Ce jour-là, la SNCF a connu sa plus grosse journée de grève depuis 10 ans...
L’appel initial émanait des fédérations CGT-SUD-UNSA-CFDT, dans le but de faire pression sur les négociations d’une convention collective dont personne ne sait où elles en sont. Mais la publication le
18 février des projets de loi El Khomri et d’un décret-socle pour les cheminotEs, a fait monter d’un cran la colère qui s’est propagée comme une traînée de poudre. Et donc le 9 mars, plus de 60 % des cheminotEs étaient en grève (cadres compris), avec des pointes à 80 ou 90 % dans de nombreux services d’exécution.
La motivation était donc double : lutter contre la destruction du code du travail et de son équivalent pour les cheminotEs (le remplacement du « RH 077 » par un décret-socle au rabais). D’autant que ces nouveaux projets scélérats s’additionnaient aux réorganisations permanentes, aux milliers de suppressions de postes, à la dégradation des conditions de travail, aux salaires de misère... Donc une grosse colère accumulée. Et une journée des plus réussies, vécue comme une étape vers un mouvement de grève reconductible.
Beaucoup de cheminotEs ont conscience de vivre une période-charnière dans les prochaines semaines : à des attaques d’un tel niveau, rarement atteint, il faut une riposte à la hauteur, c’est-à-dire une grève du calibre de celle de 1995 ! Ou mieux même, une vraie grève générale puisque la loi El Khomri touche de plein fouet toutes les catégories professionnelles, et que même des étudiantEs et lycéenEs ont commencé sérieusement à s’y mettre. C’est ce qui explique la volonté de nombreux cheminotEs de se réunir en assemblées générales le 9 mars, chose très inhabituelle pour une grève de 24 heures. Ces AG ont aussi démontré une certaine accumulation d’expérience, car la grève de 2014 a laissé des traces positives : des réflexes de combativité et d’auto-organisation dans certains secteurs d’une valeur inestimable pour ces prochaines semaines.
Vers la reconduction ?
Mais ce qui s’est exprimé dans ces AG, c’est précisément la volonté d’éviter l’isolement de la grève de 2014, et de s’insérer dans un mouvement de travailleurs plus large,et de la jeunesse, contre la loi Travail et contre toute la politique du gouvernement. L’expression concrète de cette envie de convergence, c’est la volonté de partir en grève reconductible à partir du 31 mars, en prenant appui sur le mouvement étudiant et la journée de grève interprofessionnelle.

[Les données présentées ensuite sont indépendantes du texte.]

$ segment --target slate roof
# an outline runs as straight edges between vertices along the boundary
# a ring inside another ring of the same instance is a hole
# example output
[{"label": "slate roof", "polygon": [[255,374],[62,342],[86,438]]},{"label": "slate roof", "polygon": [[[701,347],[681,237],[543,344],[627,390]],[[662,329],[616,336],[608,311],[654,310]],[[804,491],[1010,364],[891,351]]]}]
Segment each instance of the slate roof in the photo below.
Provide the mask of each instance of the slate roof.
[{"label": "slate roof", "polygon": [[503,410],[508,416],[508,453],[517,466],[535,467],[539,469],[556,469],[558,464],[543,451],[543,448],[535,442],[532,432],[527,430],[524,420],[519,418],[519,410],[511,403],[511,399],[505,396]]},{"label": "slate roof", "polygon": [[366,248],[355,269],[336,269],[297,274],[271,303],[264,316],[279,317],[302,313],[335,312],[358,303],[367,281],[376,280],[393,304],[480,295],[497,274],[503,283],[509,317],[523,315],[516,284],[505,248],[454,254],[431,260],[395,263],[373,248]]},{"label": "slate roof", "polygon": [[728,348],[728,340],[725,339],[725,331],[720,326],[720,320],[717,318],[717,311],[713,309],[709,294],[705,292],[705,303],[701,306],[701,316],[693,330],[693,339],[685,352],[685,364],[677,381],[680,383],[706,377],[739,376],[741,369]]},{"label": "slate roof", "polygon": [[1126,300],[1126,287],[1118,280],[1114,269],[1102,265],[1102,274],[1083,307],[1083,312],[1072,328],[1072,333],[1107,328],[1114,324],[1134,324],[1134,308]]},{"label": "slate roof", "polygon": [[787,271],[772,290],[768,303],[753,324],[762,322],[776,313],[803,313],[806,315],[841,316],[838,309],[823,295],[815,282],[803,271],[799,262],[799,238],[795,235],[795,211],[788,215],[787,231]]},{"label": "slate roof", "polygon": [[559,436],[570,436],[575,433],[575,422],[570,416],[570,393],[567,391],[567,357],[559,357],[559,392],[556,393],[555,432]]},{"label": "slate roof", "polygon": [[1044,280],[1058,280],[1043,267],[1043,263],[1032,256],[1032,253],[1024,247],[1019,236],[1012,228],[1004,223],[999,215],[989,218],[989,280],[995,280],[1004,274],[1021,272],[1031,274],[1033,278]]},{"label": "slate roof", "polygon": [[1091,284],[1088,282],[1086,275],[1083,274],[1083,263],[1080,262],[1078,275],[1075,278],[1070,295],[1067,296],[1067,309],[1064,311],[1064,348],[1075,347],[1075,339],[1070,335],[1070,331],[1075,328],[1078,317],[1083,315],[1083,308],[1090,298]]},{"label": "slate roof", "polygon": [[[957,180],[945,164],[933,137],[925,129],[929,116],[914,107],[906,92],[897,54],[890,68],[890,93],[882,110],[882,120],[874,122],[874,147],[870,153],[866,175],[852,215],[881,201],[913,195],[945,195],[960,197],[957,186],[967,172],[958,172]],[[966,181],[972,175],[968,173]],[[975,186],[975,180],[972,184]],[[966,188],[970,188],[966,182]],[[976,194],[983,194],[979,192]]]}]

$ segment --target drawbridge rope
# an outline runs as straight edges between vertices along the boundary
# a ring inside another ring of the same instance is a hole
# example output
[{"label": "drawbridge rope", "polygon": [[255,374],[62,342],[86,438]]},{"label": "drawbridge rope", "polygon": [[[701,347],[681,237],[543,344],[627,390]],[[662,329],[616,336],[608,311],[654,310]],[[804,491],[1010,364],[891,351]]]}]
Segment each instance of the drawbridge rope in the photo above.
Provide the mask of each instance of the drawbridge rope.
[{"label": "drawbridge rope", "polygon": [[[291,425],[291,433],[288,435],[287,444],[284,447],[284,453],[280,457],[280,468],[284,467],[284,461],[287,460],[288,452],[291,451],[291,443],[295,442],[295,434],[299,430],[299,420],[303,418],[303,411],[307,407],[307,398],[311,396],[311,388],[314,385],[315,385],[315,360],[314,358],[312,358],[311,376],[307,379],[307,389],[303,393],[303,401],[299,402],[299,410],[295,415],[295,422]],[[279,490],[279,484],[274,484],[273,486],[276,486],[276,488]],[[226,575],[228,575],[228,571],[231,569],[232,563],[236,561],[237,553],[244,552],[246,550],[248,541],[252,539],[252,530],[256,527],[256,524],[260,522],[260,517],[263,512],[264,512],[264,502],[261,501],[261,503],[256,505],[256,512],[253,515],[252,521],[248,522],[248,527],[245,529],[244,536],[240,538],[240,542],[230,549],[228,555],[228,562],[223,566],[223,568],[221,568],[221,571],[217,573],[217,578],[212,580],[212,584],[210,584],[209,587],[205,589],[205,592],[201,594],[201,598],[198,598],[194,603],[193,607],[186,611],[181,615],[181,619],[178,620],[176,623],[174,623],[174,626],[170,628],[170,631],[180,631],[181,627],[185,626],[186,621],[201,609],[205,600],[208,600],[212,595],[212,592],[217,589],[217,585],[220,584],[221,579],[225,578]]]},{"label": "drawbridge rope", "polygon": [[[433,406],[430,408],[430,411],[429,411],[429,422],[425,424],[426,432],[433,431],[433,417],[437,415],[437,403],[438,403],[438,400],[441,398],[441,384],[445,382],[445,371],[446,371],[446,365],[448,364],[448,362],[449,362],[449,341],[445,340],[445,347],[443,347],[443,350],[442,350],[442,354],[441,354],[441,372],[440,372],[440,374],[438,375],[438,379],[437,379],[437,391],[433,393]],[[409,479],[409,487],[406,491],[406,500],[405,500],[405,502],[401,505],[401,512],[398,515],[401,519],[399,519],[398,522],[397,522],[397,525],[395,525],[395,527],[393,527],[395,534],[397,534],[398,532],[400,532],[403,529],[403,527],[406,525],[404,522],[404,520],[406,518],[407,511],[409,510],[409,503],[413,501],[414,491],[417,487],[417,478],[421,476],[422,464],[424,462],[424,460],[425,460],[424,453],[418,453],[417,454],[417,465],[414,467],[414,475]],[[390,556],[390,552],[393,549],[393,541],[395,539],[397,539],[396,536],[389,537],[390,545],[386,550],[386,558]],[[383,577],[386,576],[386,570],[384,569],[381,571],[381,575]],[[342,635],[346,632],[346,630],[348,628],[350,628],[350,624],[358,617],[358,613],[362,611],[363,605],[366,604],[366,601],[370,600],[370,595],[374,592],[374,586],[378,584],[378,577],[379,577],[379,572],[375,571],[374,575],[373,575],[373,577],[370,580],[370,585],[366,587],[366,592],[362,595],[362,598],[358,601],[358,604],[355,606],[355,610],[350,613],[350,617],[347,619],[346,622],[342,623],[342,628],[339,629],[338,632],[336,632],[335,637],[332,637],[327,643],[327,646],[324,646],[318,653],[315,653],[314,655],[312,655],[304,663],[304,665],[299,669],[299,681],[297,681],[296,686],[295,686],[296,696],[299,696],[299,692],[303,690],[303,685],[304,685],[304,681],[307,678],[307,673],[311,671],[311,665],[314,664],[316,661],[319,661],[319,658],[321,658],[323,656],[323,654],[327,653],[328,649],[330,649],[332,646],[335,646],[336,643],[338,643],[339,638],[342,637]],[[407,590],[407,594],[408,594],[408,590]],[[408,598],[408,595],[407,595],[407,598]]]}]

Problème : les directions syndicales semblent avoir d’autres projets. Avant la parution de la loi Travail et du décret-socle, la direction de la CGT cheminots avait prévu son petit planning d’une journée en avril, puis une en mai, pour aboutir tranquillement à une grève reconductible en juin. C’est pourquoi elle freine aujourd’hui des quatre fers pour que ce plan ne soit pas bousculé par la jeunesse et la dynamique actuelle contre la loi Travail... Du côté de SUD-Rail, sortait fin février un tract titré « Contrôlons les négociations »… à ce jour, la direction de SUD-Rail n’ose pas envisager de « casser l’unité » avec la direction de la CGT. Une grève reconductible à partir du 31 est bel et bien dans les têtes des cheminotEs, mais les cerveaux fédéraux semblent plus lents, et prêts à l’évacuer !
Les prochaines semaines vont donc être décisives : soit les bureaucraties syndicales arrivent à repousser à plus tard un affrontement, pourtant inévitable, pour ne pas gêner davantage qu’il ne l’est le gouvernement, soit la dynamique du mouvement étudiant et la combativité et l’organisation chez les salariéEs, en particulier à la base chez les cheminotEs, arrivent à franchir l’obstacle. On peut espérer que le chemin vers la grève générale empruntera aussi la voie ferroviaire !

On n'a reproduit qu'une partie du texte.